The share of state taxes and fees in an end-customer’s bill stands at 55 percent. Within this, the surcharge to fund wind and solar installations under the renewable energy act (EEG) constitutes the biggest element, amounting to half that share.
Operators last year received 24 billion euros in payments under the EEG in an effort to make them competitive versus conventional energy generation.
Network companies charge consumers 26 percent for investment in and management of networks. They are upping their fees as the share of green power expands and must be expensively transmitted, capped, or supplemented.
Just under 20 percent of the price can be influenced by competitive factors such as production and retail costs.
Industry association BDI sees negative effects on growth, employment and supply security if energy innovation costs continue to spiral higher.
Energy-intensive companies competing at a global level say they may switch location if costs become prohibitive.

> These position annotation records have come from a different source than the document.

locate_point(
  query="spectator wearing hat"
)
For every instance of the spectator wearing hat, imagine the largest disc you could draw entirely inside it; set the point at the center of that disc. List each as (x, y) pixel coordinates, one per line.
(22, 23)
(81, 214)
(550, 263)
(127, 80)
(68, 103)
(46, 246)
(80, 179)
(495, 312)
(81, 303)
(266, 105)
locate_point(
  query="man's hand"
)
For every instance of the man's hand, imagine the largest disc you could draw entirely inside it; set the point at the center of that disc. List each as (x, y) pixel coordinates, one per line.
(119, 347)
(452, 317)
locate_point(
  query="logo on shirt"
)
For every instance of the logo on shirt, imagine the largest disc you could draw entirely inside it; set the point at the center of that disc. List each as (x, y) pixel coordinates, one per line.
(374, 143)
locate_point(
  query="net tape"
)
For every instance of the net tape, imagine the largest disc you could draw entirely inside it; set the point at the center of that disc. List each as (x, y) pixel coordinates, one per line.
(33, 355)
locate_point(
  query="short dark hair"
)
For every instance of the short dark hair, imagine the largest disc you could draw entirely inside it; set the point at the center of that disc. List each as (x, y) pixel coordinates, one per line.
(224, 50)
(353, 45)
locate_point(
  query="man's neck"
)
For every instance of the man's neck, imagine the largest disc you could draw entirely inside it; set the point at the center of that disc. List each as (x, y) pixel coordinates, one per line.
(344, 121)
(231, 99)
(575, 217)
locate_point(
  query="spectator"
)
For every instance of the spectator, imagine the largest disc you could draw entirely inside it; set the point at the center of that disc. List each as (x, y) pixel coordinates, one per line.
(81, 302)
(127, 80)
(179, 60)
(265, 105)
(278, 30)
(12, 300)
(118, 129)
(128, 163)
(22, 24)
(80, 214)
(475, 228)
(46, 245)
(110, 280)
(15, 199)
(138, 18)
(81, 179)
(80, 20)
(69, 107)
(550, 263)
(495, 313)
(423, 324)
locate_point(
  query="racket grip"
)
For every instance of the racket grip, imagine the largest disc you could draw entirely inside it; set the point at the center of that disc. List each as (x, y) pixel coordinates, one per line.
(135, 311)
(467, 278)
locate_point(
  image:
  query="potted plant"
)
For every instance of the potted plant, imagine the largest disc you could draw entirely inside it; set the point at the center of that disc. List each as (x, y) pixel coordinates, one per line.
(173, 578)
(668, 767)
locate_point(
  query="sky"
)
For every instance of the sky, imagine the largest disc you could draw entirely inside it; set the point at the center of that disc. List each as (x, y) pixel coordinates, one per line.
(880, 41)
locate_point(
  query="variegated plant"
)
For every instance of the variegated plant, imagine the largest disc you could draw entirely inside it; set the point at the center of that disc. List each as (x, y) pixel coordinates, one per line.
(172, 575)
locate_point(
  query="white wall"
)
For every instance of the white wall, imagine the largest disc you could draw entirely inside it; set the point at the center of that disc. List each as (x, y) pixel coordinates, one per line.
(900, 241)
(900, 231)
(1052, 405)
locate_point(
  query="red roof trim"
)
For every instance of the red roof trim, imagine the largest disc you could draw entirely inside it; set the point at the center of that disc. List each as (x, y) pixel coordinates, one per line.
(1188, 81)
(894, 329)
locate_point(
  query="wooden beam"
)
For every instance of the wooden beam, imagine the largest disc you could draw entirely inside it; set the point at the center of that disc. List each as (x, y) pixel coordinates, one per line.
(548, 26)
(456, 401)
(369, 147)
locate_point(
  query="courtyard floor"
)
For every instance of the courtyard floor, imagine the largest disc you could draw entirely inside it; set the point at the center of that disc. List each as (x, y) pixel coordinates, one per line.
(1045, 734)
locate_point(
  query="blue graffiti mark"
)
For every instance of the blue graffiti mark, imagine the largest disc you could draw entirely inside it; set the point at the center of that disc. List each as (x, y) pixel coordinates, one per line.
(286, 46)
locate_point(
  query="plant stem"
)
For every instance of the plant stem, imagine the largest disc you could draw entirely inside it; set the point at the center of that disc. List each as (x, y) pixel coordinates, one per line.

Some in the energy industry agree, saying it makes no sense to afford two systems in the long run - one free-floating wholesale power price for fossil fuels and, on the other hand, subsidies.
Utility group BDEW said the government should “relieve the power price from the ballast of state-induced charges”. But it is split between partial interest groups.
Not much and nothing soon.
Government reforms are forcing companies bidding for new wind and solar construction permits to compete in auctions, but units constructed in recent years still fall under a rolling 20-year price guarantee.
The new government will not immediately do more because it earns value-added taxes from energy for its budget.
Analysts warn there must be a system change to redirect billions of euros in subsidies towards carbon savings in areas such as heat provision and road transport.